Other places

Once the preserve of a small band of moody loners, online psephology is becoming a boom industry as the federal election approaches. I have added a roll of external links to my sidebar for non-partisan sites specifically dedicated to the election, which are detailed below. Readers are invited to alert me to any sites meeting these criteria which I have missed, bearing in mind my definition of “non-partisan” does not extend to sites such as The Big Switch which promote particular issue positions. Adam Carr’s election guide goes without saying; Antony Green’s guide will be unveiled by the ABC on Friday, and not earlier today as previously reported.

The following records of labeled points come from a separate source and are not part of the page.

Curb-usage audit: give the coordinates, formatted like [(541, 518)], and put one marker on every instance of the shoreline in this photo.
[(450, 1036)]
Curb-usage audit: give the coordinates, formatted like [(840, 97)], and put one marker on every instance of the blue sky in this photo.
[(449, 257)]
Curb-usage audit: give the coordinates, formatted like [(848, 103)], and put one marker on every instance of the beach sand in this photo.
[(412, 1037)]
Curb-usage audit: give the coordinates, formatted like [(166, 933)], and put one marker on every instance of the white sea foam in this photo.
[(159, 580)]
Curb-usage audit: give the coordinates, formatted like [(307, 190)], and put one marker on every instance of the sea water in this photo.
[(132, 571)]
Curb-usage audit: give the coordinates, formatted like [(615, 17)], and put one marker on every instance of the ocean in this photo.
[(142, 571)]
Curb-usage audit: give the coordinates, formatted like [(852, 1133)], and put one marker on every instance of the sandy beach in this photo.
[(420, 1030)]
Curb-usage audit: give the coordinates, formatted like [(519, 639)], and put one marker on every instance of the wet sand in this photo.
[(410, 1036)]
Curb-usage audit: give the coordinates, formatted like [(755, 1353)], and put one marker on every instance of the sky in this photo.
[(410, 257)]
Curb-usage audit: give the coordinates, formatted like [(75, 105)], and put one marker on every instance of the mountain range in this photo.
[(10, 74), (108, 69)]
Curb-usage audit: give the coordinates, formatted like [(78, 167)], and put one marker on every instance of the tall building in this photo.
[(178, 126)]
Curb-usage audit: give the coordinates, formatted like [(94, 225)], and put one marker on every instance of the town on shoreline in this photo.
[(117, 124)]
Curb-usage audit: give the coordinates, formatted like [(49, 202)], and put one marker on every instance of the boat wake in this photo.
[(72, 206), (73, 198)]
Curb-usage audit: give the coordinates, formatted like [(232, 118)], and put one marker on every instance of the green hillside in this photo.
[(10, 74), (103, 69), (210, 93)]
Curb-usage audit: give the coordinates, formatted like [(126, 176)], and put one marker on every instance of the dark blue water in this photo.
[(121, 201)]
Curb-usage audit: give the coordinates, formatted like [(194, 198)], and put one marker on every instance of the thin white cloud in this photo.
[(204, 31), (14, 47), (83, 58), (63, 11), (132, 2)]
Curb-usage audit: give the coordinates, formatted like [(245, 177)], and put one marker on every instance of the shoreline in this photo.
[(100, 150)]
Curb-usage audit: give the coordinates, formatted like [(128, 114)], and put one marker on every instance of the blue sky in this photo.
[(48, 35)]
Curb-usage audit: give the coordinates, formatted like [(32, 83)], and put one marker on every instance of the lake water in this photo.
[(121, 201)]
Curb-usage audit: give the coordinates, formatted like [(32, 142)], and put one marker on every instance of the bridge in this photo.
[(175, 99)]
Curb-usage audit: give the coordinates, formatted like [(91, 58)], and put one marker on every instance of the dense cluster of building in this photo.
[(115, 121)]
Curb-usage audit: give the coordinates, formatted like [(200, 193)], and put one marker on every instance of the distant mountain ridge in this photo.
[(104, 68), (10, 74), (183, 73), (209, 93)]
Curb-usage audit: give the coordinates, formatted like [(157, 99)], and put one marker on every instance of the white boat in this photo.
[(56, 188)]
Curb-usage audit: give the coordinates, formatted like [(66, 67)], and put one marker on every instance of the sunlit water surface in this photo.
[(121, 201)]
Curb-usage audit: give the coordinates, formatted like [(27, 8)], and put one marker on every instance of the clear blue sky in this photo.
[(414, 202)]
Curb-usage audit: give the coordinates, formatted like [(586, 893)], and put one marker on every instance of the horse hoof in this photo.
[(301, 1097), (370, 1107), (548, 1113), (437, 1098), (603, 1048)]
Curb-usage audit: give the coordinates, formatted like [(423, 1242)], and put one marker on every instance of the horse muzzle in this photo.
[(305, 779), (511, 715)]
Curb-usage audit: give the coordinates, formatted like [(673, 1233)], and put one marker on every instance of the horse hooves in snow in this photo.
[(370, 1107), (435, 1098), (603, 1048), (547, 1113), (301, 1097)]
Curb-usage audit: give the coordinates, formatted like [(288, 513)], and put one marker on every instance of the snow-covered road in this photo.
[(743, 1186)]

Google: 2007 Australian Federal Election. The search engine behemoth does no evil with its mouth-watering range of election features, highlighted by the incorporation of colour-coded electoral boundaries into Google Maps (with polling booth locations soon to follow). Google’s Rob Shilkin sold it thus in today’s Crikey:

The site employs the best of Google technology and products – including search, Google Maps, Google Earth, Google news, YouTube, Trends and gadgets – to provide easy-to-use, up to date and accessible Australian election information to voters, politicians and the media. It’s designed to help Australians to stay on top of news, electorate information and candidates, read and hear different perspectives, have their say, research MPs and track issues … The tools were all built by Google’s Australian engineers, in Sydney, and represent the first time that Google has created a dedicated election site anywhere in the world. Our local team wanted to show that the Internet can make a meaningful and substantive contribution to the democratic process, by synthesising masses of information about politicians and issues at the click of a mouse. We’ll continue to input further information and content to the site as they become available. It’s designed for political junkies, as well as those who want to find basic information (like what seat they live in).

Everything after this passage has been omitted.